Following a 55-38 defeat at Belfry in August, Tates Creek had lost eight straight games dating to last season. A win over Paul Laurence Dunbar to open September snapped that streak, as well as a five-game skid to city opponents and nine straight losses to Class 6A foes.
Crucial to the Commodores' resurgence — on Friday night they'll host just their second playoff game since 2004 — has been quarterback Peyton Burke.
Burke, who began to take over passing duties last year before a hamstring injury ended his season early, came into his senior year healthy and eager to embrace a new spread attack that Coach Antoine Sims planned to employ.
Burke has embraced it all right, to the tune of more than 2,300 yards and 32 touchdowns, numbers that put him atop Class 6A and among the leaders statewide in those categories.
The offensive transition from year one to year two, Sims said, was smooth thanks to a senior class that quickly bought in and had no problem assuming ownership of the team. Burke personifies that leadership.
"I can honestly say he's been at this stadium every day of the week since January, just doing some type of work," Sims said of Burke. "That's his level of dedication.
"If he's not at the stadium he's at the park throwing footballs. ... He's running hills, he's lifting weights. He's got the linemen doing extra conditioning and stuff like that."
It's fitting that Burke — a grandson of the late Roy Walton, a Tates Creek icon — has the Commodores flying high. Getting to wear the maroon and white in the stadium named after his grandfather is something he cherishes.
"That's my favorite thing," he said. " ... I'm just trying to honor him every game."
But, of course, in his own way. Walton's teams were known for their strict adherence to running the football; Burke is tied for the team lead in rushing at 313 yards and four touchdowns, but his strength lies in finding a host of receivers — Jackson Beerman, Turner Gentry, Robbie Lofton and Andrew Ransdell — to create plays. They "make me look good," Burke said.
Team members wear bracelets emblazoned with Walton mantras — "Never give up," "Stay strong" — but Burke doesn't feel the burden of any extra pressure playing in his grandfather's shadow.
"He was a coach, I'm a player," he said. "I just gotta come out and do my own thing and try to make a name for myself."
The Commodores are tied for ninth in scoring in Class 6A at 32.6 points per game. They're averaging 12 more points this season than last, a fact not lost on Burke.
"Last year we barely scored any points," Burke said of a squad that reached 30 or more points just twice last season. This year they've managed "big numbers that we had no chance of putting up last year."
The only other team to hang 30-plus points on Class 3A juggernaut Belfry this season was Cabell Midland, the top-ranked team in West Virginia.
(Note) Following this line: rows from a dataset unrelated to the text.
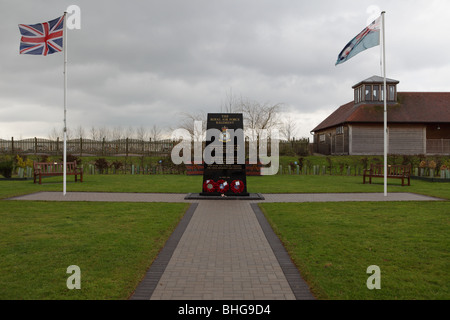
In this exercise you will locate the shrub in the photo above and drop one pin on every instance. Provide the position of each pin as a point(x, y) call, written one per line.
point(6, 168)
point(101, 164)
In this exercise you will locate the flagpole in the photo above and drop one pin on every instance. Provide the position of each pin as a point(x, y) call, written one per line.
point(385, 108)
point(65, 102)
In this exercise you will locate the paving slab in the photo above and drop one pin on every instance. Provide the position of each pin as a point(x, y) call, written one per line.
point(182, 197)
point(221, 249)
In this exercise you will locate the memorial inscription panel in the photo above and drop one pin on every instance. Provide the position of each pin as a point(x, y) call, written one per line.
point(224, 166)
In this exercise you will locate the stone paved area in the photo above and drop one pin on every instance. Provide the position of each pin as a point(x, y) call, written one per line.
point(222, 249)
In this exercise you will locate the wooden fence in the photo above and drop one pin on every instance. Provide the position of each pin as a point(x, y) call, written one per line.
point(121, 147)
point(87, 147)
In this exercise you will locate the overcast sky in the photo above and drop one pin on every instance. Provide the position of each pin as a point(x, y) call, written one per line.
point(142, 63)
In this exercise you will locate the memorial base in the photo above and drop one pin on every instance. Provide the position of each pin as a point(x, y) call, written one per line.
point(242, 196)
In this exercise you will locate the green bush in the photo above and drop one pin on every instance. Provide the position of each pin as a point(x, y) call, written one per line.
point(6, 168)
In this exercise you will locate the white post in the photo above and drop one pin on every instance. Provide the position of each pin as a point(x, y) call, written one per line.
point(65, 102)
point(385, 108)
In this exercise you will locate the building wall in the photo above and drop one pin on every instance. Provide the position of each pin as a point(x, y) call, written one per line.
point(403, 139)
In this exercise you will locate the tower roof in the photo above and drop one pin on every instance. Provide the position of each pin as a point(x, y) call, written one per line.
point(376, 79)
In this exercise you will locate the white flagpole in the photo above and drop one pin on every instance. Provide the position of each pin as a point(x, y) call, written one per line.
point(65, 102)
point(385, 108)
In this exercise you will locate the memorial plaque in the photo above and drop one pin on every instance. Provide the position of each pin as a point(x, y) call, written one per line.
point(224, 156)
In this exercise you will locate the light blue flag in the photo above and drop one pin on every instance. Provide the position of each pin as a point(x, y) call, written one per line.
point(368, 38)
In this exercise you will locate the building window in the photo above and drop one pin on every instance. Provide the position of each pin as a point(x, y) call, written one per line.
point(367, 92)
point(376, 90)
point(391, 96)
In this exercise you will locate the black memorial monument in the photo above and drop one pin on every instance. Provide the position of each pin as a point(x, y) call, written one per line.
point(224, 157)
Burke called that trip to Pike County the "most fun game of the season" because of the raucous fan atmosphere that couldn't compare to any he'd seen in Lexington.
"There were crazy fans yelling stuff," Burke said. "... They were asking us if we were ready, saying that we didn't really know football down here."
Tates Creek was part of the highest-scoring game in the city this year — a 70-64 loss to Henry Clay in which the Commodores accumulated 644 yards of offense.
Burke threw for 327 yards and five TDs, including a 15-yard score to Curtis Zambrano with nine seconds left, in that one. He rushed for 76 yards and a score.
"It was fun," Burke said of that mid-September contest. "... You just don't expect to come into a game and think you're gonna score 64 points and the other team 70. That's just not what you're used to seeing in football."
Eyes on another streak
Tates Creek will look to end another streak when it hosts Bryan Station for the second time this season — only this game will send someone home until August.
The Commodores have dropped five straight games to the Defenders dating to 2011.
The last time the two met in the playoffs? It was 1999, a 55-16 Bryan Station win in the state semifinals of what was then Class 4A.
"You've just gotta come out thinking you can win," Burke said. "Can't make any mistakes and just play how you practice. Get the job done."